Se ha dicho que las casas más que un pedazo de cemento, arcilla, hierro, madera, rocas y otros materiales. Más allá de ser objetos. Las casas tienen alma, las casas tienen energía. Las casas al cobijar seres humanos se convierten en una extensión de sensaciones y representación de emociones, por esa razón cuando alguien se muda y la casa queda abandonada; las memorias, la falta energía que la alimente termina por destruirla, convirtiéndola en un pedazo de existencia física decrepita y fantasmagórica.
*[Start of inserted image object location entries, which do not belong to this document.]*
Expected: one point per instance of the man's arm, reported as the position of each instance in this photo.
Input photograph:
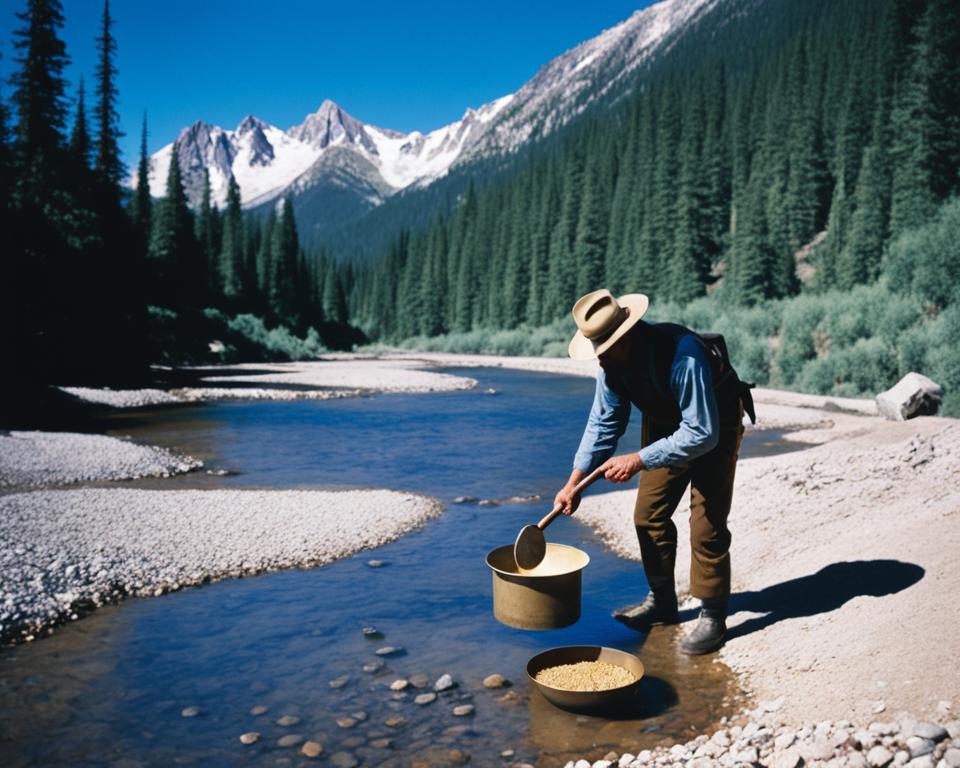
(692, 383)
(606, 424)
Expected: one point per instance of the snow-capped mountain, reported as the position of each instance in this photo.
(332, 147)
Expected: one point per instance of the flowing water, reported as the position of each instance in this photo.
(109, 690)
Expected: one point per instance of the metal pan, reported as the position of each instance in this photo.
(607, 702)
(546, 597)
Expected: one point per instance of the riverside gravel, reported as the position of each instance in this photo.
(65, 552)
(34, 458)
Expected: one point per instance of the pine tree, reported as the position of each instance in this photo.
(231, 252)
(80, 136)
(108, 163)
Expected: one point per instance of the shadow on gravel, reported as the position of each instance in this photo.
(822, 592)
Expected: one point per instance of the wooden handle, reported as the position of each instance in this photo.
(577, 490)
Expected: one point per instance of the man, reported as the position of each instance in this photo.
(692, 404)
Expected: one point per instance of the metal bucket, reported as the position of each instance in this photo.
(546, 597)
(613, 700)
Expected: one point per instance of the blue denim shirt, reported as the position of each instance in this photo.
(691, 383)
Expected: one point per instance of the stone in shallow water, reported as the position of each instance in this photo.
(343, 760)
(311, 749)
(495, 681)
(287, 720)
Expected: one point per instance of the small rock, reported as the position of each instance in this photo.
(789, 758)
(343, 760)
(930, 731)
(918, 746)
(495, 681)
(879, 756)
(952, 757)
(311, 749)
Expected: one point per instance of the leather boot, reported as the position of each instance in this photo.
(659, 607)
(708, 633)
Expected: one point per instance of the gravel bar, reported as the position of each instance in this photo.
(63, 553)
(37, 458)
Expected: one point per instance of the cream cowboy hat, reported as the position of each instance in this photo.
(602, 320)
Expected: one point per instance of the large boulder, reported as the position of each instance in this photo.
(913, 395)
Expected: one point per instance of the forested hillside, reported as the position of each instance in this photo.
(779, 147)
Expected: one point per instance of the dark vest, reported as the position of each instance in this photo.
(645, 378)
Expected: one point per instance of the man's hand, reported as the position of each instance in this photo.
(619, 469)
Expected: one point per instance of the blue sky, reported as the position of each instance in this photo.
(399, 65)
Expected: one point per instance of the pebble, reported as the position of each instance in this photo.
(930, 731)
(311, 749)
(343, 760)
(879, 756)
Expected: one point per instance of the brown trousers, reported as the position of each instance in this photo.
(710, 477)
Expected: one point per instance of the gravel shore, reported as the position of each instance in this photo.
(35, 458)
(65, 552)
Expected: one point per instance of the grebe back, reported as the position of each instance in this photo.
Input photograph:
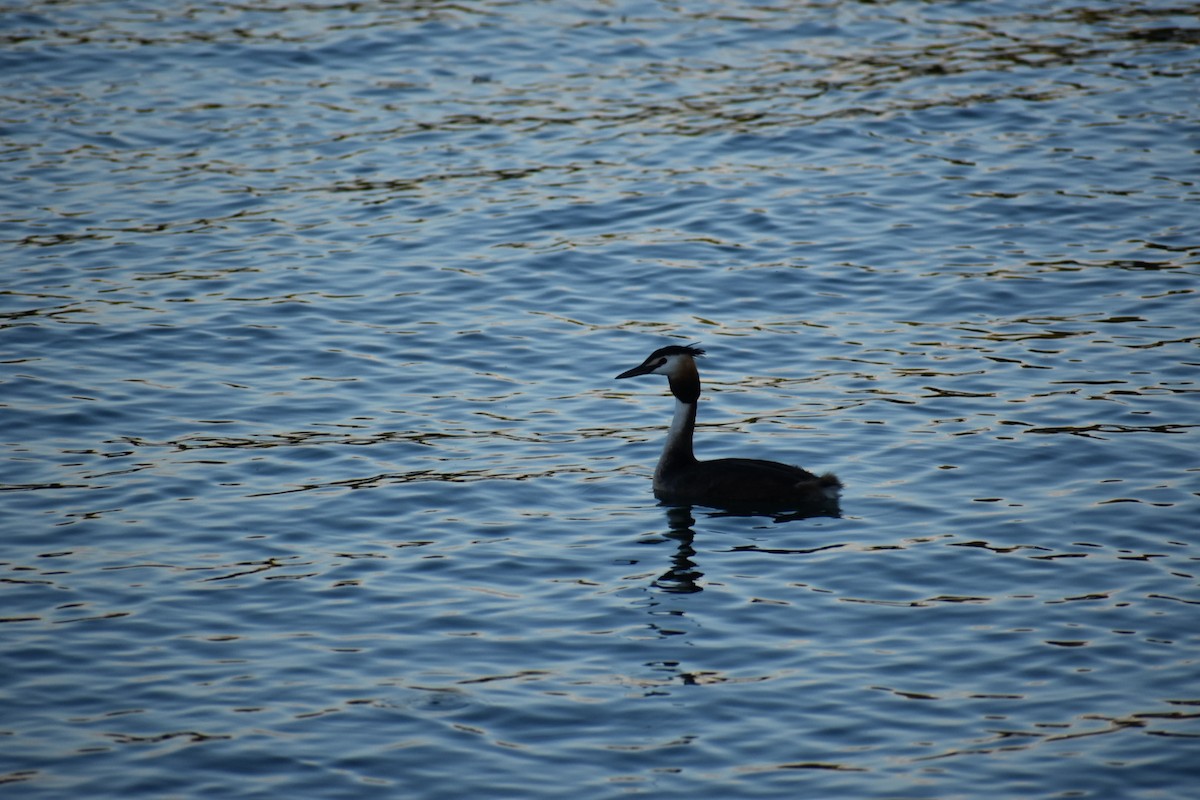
(681, 477)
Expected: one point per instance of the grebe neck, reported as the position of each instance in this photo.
(677, 451)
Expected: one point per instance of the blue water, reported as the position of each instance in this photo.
(318, 482)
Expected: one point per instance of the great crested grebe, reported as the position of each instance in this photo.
(679, 477)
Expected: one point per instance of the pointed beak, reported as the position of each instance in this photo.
(640, 370)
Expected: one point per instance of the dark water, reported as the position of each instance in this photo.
(318, 483)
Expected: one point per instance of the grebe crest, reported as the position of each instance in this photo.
(723, 482)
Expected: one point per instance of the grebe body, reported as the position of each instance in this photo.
(681, 477)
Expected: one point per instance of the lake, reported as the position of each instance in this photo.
(317, 480)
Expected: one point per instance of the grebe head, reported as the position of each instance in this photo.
(673, 361)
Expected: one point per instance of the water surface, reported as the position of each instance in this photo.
(317, 480)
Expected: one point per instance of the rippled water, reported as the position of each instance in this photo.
(318, 483)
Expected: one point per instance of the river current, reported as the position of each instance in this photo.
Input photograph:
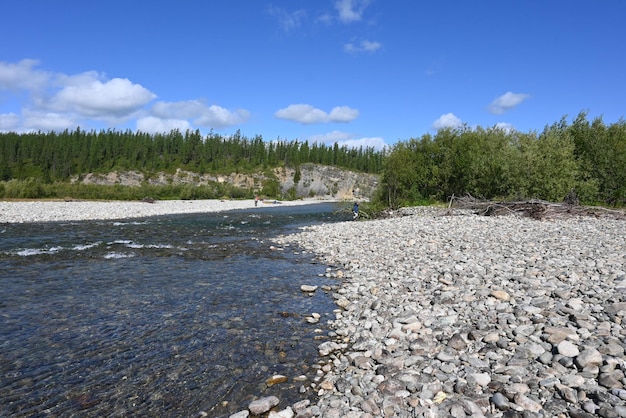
(168, 316)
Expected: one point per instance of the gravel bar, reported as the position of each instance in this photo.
(462, 315)
(48, 211)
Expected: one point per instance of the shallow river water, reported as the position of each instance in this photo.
(164, 316)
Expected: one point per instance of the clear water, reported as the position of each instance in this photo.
(163, 316)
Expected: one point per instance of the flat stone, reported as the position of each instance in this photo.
(589, 357)
(567, 349)
(262, 405)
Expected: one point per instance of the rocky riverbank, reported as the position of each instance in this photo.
(464, 315)
(49, 211)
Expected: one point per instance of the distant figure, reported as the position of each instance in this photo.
(355, 211)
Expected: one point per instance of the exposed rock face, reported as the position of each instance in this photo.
(315, 180)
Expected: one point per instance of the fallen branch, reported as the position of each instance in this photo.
(536, 209)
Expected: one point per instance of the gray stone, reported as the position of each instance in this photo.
(567, 349)
(262, 405)
(589, 357)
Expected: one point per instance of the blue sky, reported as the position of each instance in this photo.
(357, 72)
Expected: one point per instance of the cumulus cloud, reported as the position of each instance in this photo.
(363, 46)
(89, 96)
(448, 120)
(47, 121)
(351, 10)
(9, 122)
(22, 76)
(507, 127)
(153, 125)
(288, 20)
(208, 116)
(506, 102)
(307, 114)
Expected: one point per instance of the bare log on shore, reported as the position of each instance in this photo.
(536, 209)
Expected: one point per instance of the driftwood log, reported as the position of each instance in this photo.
(536, 209)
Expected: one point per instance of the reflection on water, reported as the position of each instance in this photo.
(164, 316)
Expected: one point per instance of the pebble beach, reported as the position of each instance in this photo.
(446, 314)
(460, 315)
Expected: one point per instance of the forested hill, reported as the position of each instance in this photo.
(85, 165)
(57, 157)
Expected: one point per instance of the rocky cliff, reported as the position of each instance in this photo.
(314, 181)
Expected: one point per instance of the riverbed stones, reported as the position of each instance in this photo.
(263, 405)
(505, 316)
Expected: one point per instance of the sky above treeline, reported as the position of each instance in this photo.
(356, 72)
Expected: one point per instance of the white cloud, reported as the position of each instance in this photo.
(363, 46)
(343, 138)
(209, 116)
(47, 121)
(307, 114)
(506, 102)
(152, 125)
(351, 10)
(218, 117)
(22, 76)
(448, 120)
(288, 20)
(9, 122)
(87, 95)
(507, 127)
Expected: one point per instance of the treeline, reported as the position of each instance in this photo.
(57, 157)
(587, 157)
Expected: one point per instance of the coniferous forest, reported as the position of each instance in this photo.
(42, 164)
(587, 157)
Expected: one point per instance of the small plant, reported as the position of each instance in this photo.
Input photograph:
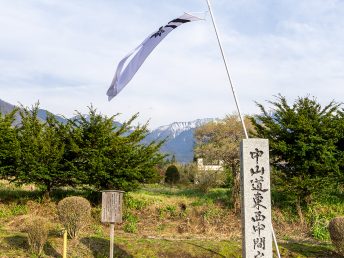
(172, 175)
(130, 225)
(37, 231)
(74, 213)
(336, 228)
(133, 203)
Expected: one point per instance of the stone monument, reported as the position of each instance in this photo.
(256, 199)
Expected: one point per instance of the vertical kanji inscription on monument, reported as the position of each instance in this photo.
(256, 199)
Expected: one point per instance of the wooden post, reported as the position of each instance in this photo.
(65, 243)
(112, 212)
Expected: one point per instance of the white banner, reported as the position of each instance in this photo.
(138, 55)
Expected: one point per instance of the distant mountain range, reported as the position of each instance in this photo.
(179, 135)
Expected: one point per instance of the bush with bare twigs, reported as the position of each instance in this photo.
(74, 213)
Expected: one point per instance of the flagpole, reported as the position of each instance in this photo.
(227, 70)
(235, 98)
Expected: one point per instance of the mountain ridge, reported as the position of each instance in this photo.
(179, 136)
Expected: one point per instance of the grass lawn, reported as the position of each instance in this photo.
(158, 221)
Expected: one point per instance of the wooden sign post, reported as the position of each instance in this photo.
(112, 212)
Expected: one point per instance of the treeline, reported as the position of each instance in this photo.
(88, 150)
(306, 144)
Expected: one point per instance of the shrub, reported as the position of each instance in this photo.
(172, 175)
(74, 213)
(208, 179)
(130, 225)
(336, 228)
(37, 231)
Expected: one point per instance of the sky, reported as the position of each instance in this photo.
(64, 53)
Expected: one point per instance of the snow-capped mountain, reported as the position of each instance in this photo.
(179, 136)
(42, 114)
Se ha dicho y se dice, pero de todo eso yo no estoy muy convencido, lo que sí puedo deciros es que hace muchos años que vivo en mi casa, sin rodeos, desde que nací he vivido aquí, así que diría que conozco cada rincón como la palma de mi mano.
No tengo idea, desde cuándo o el motivo que originó estas sensaciones extrañas, pero exactamente desde hace un par de años perdí el gusto por pasar tiempo en la tercera planta o piso de la casa, la razón; aparentemente ninguna. Es verdad, no sé cómo explicarlo, pero pasé de estar casi todo el tiempo ahí, por tener mi estudio, biblioteca y oficina, a trasladarme a un rincón de la segunda planta. Ahí justo en el pasillo que da a las habitaciones, tal vez como todos, yo también me cansé de estar siempre en el mismo lugar, aunque he de decir que el tercer piso no tenía comparación; vistas maravillosas hacia el río, iluminación perfecta, por las noches se podía degustar de la brisa nocturna en la pequeña terraza, una excelente observatorio astronómico, gran lugar para pintar, gran lugar para amar, gran lugar para componer música, en definitiva, para toda práctica creativa era el lugar perfecto, cualquiera hubiera matado por tener ese espacio. Un paraíso completo, el problema venía siendo mío; por eso de que todo paisaje por más hermoso que sea cansa.
La contrariedad inició cuando cierto día requería de unos textos, fui con total normalidad, abrí la puerta, pero al mirar el lugar, sentir el aroma del tiempo enfrascado en ese espacio, me vi imposibilitado de poner un solo pie ahí. Una especie de escalofrío recorrió mi espalda y este circo de sensaciones bizarras empezó.
La obscuridad de aquel espacio, la chispa de luz que se escaba por la ventana que daba a la terraza, la siluetas que las sombras dibujaban con los estantes de libros y en especial, esa sensación de que alguien más yacía ahí, todo eso me causó aversión y me retiré del lugar sin la más mínima intención de intentar regresar.